Recommended reading (optional but helpful):

https://intellica-ai.medium.com/comparison-of-different-word-embeddings-on-text-similarity-a-use-case-in-nlp-e83e08469c1cLinks to an external site.

### Answer each question in 3–5 sentences:

    1. Provide two practical business examples where accurate text similarity improves workforce productivity (for example: customer support, legal review, content recommendation).

    2. Why do word embeddings generally outperform TF-IDF for semantic tasks, while TF-IDF may still be preferred for speed or interpretability?

    3. If you were building a plagiarism detection system for student essays, which approach would you favor and why?
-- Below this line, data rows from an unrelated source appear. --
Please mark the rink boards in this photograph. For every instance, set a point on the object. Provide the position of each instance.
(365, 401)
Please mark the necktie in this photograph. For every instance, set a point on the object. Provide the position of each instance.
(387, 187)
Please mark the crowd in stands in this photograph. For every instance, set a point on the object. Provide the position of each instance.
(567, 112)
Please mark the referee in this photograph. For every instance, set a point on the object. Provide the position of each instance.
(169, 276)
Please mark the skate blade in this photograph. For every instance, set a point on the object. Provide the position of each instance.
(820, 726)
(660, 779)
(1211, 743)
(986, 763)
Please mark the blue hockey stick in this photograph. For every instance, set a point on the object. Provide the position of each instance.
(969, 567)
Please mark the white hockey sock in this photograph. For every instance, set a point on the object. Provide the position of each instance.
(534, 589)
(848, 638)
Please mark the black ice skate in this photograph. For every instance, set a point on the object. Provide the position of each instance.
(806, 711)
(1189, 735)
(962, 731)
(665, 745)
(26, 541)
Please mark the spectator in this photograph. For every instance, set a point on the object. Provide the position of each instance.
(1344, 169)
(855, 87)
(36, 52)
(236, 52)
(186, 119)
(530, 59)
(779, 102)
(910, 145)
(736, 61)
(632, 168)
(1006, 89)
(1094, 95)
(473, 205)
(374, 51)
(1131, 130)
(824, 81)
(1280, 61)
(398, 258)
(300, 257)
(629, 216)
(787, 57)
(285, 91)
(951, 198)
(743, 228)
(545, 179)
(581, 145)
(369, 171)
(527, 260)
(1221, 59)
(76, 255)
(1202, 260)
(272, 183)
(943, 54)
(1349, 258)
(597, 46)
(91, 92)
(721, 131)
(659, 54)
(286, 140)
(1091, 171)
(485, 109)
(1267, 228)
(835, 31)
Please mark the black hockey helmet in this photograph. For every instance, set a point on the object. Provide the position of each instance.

    4. Based on this lab, which embedding model would you try next (Word2Vec, FastText, or BERT), and for what reason?

## 1.
Going with the example given for legal review, I think it's common to think of a sort of replacement for a legal review using such methods of NLP, but putting these tools in the hands of such a reviewer can rather differentiate them via their perticuler ablity. One might have a trend within their set of documents they can hone into by possibly using a basic suite which can perform TF-IDF, thereby finding the use of important terms.

## 2.
The reasoning for TF-IDF being sightly less preformative then Word Embedding models comes about from at least two things. The first is that TF-IDF is built from the foundation of similarity based on semantics rather then lexical, which means terms that share similair form are what's related within TF-IDF and that terms which had shared simliar meaning within sentences are what's related when using Embedding models. The second is that word embedding models map within lower dimensions whihch means there can be denser vectors of simliarites for the model to learn from; inverse TF-IDF maps within very high dimensions which can cause greater distnace between vectors. 


## 3.
The idea of plagiarism brings to me that idea of someone using simliar ideas in a similar way; the only reason I think this could be is due to the effort it takes to re-write something in another way resulting in just learning the material anyways. This means I would use a word embedding model for finding the lexical similairty of sentences to paragraphs, perhaps looking into the herustics of hyperparameter tuning.


## 4.
Trying out FastText would be interesting due to it's approach of representing terms as bags of character of n-grams rather then that of atmoic units belonging to the term. This itself may show that it's a herustic of doing such a pre-processing/embedding style for similiarity matching.